The economic reality of litigation is that without reimbursement for attorneys fees, the prevailing party is not made whole even when awarded its full claim. The legal cost of collection substantially reduces net recovery so that the party who wins in court still suffers a considerable loss. That is so unless the prevailing party can collect its legal cost from the party who forced the litigation and lost.
In Massachusetts (like most American jurisdictions) a prevailing party can recover its attorneys fees only where reimbursement is specifically provided for by statute or by the contract agreed to by both parties. There are three Massachusetts statutes that provide the possibility of recovering attorneys fees in litigation involving construction disputes. All three are limited in their application. The first is G.L. c. 149, §29, the public bonding statute. That statute enables subcontractors and suppliers on public projects in Massachusetts to recover attorneys fees based on time spent and result accomplished when they recover judgment for unpaid labor and materials covered by the statutory payment bond (See Construction Law Comments Winter 1995). C. 149, §29 does not apply at all to private construction projects.
The second statute is c. 93A, §11 which permits contractors and subcontractors (among other commercial parties) to recover reasonable attorneys fees and multiple damages against those who engage in unfair and deceptive commercial practices. The difficulty is establishing that the failure to pay for labor and materials was more than just a breach of contract, and involved some ulterior purpose that was highly unethical. (See Construction Law Comments Fall 1992). Without such proof there can be no recovery of attorneys fees under c. 93A.
The third and most limited statute permitting recovery of attorneys fees is c. 231, §6F. Under that statute a court may award the prevailing party its attorneys fees where the Court concludes the defenses raised by the losing party were frivolous and wholly without support. But, it is a rare case where the losing party does not have some arguable point which would avoid application of the statute.
Where none of these statutes applies, a party may recover its attorneys fees only if reimbursement of such costs are provided for in the contract executed by the parties. Massachusetts courts traditionally enforce contract provisions requiring one party to pay the other partys attorneys fees. The difficulty is getting both parties to a contract to agree to a provision transferring the entire legal cost of litigation to the losing party. It is a risk some parties are unwilling to assume voluntarily.

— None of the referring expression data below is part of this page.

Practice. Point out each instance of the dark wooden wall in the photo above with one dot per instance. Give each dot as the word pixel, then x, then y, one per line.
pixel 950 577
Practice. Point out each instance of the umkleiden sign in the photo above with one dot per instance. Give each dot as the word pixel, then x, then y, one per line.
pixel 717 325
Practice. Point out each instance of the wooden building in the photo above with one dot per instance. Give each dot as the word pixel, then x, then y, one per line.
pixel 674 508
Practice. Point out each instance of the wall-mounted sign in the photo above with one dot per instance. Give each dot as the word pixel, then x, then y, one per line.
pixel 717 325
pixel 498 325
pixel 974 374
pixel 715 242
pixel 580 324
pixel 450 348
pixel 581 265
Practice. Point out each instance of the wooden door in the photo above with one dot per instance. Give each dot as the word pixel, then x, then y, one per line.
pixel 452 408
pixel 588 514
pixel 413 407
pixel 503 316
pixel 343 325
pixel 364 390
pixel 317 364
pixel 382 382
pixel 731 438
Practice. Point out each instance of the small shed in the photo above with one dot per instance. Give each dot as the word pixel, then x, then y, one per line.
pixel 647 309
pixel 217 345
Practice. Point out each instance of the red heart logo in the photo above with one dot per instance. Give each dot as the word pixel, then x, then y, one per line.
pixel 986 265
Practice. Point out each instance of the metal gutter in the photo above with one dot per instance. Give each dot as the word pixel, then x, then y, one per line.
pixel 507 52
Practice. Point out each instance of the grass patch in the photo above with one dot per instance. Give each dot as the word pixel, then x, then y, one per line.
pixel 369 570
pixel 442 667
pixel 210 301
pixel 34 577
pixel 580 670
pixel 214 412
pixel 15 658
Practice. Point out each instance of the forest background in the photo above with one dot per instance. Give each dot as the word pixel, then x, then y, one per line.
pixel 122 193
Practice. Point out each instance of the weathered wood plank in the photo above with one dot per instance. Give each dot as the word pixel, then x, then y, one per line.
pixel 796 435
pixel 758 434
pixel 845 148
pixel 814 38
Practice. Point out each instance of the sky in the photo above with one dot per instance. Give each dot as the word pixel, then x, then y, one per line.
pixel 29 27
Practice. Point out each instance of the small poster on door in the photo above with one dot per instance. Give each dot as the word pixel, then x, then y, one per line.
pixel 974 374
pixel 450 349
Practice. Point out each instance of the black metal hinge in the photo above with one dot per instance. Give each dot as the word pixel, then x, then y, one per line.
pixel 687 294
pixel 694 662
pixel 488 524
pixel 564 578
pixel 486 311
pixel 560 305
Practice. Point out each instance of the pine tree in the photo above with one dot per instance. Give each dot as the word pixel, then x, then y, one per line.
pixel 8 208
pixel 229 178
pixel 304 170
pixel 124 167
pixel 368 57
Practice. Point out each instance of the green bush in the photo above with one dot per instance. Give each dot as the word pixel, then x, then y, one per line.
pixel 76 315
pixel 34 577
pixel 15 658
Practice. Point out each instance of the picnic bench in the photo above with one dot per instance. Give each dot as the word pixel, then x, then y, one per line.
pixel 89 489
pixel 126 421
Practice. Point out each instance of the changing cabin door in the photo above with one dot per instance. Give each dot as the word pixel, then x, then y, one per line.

There is a hidden benefit, however, to a provision requiring reimbursement of attorneys fees to the prevailing party. When such provisions exist there is a much greater incentive to settle disputes short of litigation because the prospect of paying your own attorney, plus your opponents attorney if you lose, increases economic exposure to the point where compromise makes more sense than protracted legal warfare.
1A different approach exists in England where the prevailing party traditionally collects its full legal expenses from the losing party in every civil action.